Run the Information Flow Checker again. Only four errors should be issued.
.../ContactManager/src/com/example/android/contactmanager/ContactAdder.java:387: warning: incompatible types in return. return convertView; ^ found : @Sink(CONDITIONAL) @Source(ANY) View required: @Sink({CONDITIONAL, DISPLAY, WRITE_LOGS, CONTENT_PROVIDER}) @Source(LITERAL) View
This is an “incompatible types in return” error. It means that the type of returned by this method, the found type, is not a subtype of the declared return type of this method, the required type.
public View getDropDownView(int position, @Source(LITERAL) View convertView, ViewGroup parent)
Run the Information Flow Checker again. Only three errors should be issued.
.../ContactManager/src/com/example/android/contactmanager/ContactManager.java:74: warning: incompatible types in argument. Log.d(TAG, "mShowInvisibleControl changed: " + isChecked); ^ found : @Sink(CONDITIONAL) @Source(ANY) String required: @Sink(WRITE_LOGS) @Source({LITERAL, USER_INPUT, CONTENT_PROVIDER}) String
This is an “incompatible types in argument” error.
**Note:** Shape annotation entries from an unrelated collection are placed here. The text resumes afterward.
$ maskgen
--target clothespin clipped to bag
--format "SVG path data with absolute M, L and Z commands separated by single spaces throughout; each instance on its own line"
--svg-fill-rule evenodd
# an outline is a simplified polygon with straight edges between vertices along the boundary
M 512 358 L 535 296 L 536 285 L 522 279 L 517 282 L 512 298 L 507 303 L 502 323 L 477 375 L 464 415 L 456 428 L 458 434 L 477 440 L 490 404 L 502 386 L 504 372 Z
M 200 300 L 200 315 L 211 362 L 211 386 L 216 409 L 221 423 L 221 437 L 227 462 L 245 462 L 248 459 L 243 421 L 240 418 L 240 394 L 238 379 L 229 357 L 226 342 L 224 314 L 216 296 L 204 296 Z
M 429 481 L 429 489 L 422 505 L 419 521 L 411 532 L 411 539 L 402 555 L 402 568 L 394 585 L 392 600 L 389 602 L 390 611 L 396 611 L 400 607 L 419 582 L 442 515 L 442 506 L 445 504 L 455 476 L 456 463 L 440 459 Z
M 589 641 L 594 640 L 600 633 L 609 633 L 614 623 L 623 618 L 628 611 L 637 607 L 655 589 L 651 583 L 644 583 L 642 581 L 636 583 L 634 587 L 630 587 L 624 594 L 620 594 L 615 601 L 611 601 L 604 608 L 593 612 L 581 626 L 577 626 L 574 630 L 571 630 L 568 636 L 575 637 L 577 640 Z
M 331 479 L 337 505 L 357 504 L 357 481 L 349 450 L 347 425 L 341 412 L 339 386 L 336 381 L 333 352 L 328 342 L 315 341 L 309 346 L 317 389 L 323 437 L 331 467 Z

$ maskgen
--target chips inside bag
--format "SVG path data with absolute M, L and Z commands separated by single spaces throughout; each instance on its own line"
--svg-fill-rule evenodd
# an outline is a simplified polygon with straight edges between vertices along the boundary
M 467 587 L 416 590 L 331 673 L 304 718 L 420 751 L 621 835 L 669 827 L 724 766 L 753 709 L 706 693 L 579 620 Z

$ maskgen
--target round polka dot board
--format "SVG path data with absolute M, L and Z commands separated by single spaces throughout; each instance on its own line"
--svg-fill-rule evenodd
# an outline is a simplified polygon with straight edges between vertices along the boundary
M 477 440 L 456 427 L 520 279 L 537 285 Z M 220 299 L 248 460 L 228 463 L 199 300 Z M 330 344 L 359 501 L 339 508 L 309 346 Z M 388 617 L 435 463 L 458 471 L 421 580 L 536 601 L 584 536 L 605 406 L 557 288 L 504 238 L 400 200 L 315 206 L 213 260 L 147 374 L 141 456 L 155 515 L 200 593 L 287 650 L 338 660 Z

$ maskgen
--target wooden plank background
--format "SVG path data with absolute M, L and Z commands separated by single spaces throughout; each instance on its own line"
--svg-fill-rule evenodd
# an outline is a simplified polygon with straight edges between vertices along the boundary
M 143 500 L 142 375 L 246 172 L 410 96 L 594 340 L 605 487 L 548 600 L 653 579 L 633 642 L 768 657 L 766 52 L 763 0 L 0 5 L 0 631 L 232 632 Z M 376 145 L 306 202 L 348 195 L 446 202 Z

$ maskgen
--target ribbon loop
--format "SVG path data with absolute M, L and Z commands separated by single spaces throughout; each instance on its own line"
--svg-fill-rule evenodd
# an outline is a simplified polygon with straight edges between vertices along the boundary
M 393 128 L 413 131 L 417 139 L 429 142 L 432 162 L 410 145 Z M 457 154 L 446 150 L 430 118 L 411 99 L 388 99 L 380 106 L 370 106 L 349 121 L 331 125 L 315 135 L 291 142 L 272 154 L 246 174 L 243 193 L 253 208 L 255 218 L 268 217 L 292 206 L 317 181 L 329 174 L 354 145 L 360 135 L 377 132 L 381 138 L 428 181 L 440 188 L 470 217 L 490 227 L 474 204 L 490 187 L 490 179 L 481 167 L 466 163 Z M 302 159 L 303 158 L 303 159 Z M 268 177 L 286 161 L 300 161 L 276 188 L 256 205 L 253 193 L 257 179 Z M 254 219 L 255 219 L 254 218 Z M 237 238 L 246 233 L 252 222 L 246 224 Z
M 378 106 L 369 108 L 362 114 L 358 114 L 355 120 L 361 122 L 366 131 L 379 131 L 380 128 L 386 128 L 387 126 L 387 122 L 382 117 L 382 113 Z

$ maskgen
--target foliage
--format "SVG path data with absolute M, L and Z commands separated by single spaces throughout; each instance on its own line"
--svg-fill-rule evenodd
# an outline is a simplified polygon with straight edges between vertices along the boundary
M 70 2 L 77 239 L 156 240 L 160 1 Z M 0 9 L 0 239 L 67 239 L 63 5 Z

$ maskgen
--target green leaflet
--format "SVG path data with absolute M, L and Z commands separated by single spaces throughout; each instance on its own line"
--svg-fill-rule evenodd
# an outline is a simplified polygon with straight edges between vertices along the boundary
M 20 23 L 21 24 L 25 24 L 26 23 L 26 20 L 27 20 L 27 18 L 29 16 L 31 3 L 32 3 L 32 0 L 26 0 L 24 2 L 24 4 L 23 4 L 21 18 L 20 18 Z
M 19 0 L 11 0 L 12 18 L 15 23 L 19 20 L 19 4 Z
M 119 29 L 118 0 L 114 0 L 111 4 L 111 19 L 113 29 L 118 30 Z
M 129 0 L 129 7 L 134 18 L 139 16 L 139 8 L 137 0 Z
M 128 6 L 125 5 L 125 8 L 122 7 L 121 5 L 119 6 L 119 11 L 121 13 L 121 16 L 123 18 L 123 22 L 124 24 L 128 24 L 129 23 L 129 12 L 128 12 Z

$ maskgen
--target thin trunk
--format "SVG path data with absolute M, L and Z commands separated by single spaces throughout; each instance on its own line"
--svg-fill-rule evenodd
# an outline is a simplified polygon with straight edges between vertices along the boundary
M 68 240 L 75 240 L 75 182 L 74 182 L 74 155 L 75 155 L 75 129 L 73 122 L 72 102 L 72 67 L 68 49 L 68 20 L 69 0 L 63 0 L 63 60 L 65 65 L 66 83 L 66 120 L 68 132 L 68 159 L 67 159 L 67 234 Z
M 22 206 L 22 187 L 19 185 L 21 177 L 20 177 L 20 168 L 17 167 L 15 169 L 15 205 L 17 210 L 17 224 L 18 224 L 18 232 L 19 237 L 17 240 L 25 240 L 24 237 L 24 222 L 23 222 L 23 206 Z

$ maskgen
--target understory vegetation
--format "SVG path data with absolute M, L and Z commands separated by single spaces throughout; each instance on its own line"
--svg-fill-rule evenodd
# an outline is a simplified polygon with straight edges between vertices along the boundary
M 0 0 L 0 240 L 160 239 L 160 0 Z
It means that the type of argument, the found type, is not a subtype of the formal parameter type of the method called, the required type.
public void onCheckedChanged(CompoundButton buttonView, @Source(USER_INPUT) boolean isChecked)
Run the Information Flow Checker; there should be 2 warnings.
.../ContactManager/src/com/example/android/contactmanager/ContactManager.java:77: warning: incompatible types in assignment. mShowInvisible = isChecked; ^ found : @Sink({CONDITIONAL, WRITE_LOGS, CONTENT_PROVIDER}) @Source(USER_INPUT) boolean required: @Sink({CONDITIONAL, DISPLAY, WRITE_LOGS, CONTENT_PROVIDER}) @Source(LITERAL) boolean
private @Source(USER_INPUT) boolean mShowInvisible;
Run the Information Flow Checker; there should be 3 warnings. Two of the warnings are because of the annotation that was just added.
.../ContactManager/src/com/example/android/contactmanager/ContactManager.java:63: warning: incompatible types in assignment. mShowInvisible = false; ^ found : @Sink({CONDITIONAL,DISPLAY, WRITE_LOGS, CONTENT_PROVIDER}) @Source(LITERAL) boolean required: @Sink({CONDITIONAL, WRITE_LOGS, CONTENT_PROVIDER}) @Source(USER_INPUT) boolean
private @Source({USER_INPUT, LITERAL}) boolean mShowInvisible;
Run the Information Flow Checker; there should be 1 warning. The last change fixed two warnings.
.../ContactManager/src/com/example/android/contactmanager/ContactManager.java:118: warning: incompatible types in return. return managedQuery(uri, projection, selection, selectionArgs, sortOrder); ^ found : @Sink({CONDITIONAL, DISPLAY, WRITE_LOGS, CONTENT_PROVIDER}) @Source(CONTENT_PROVIDER) Cursor required: @Sink({CONDITIONAL, DISPLAY, WRITE_LOGS, CONTENT_PROVIDER}) @Source(LITERAL) Cursor
private @Source(CONTENT_PROVIDER)
Cursor getContacts()
Run the Information Flow Checker; there should be no warnings.
Now that the Information Flow Checker no longer reports any warnings, it guarantees that ContactManger only contains the information flows in the flow policy.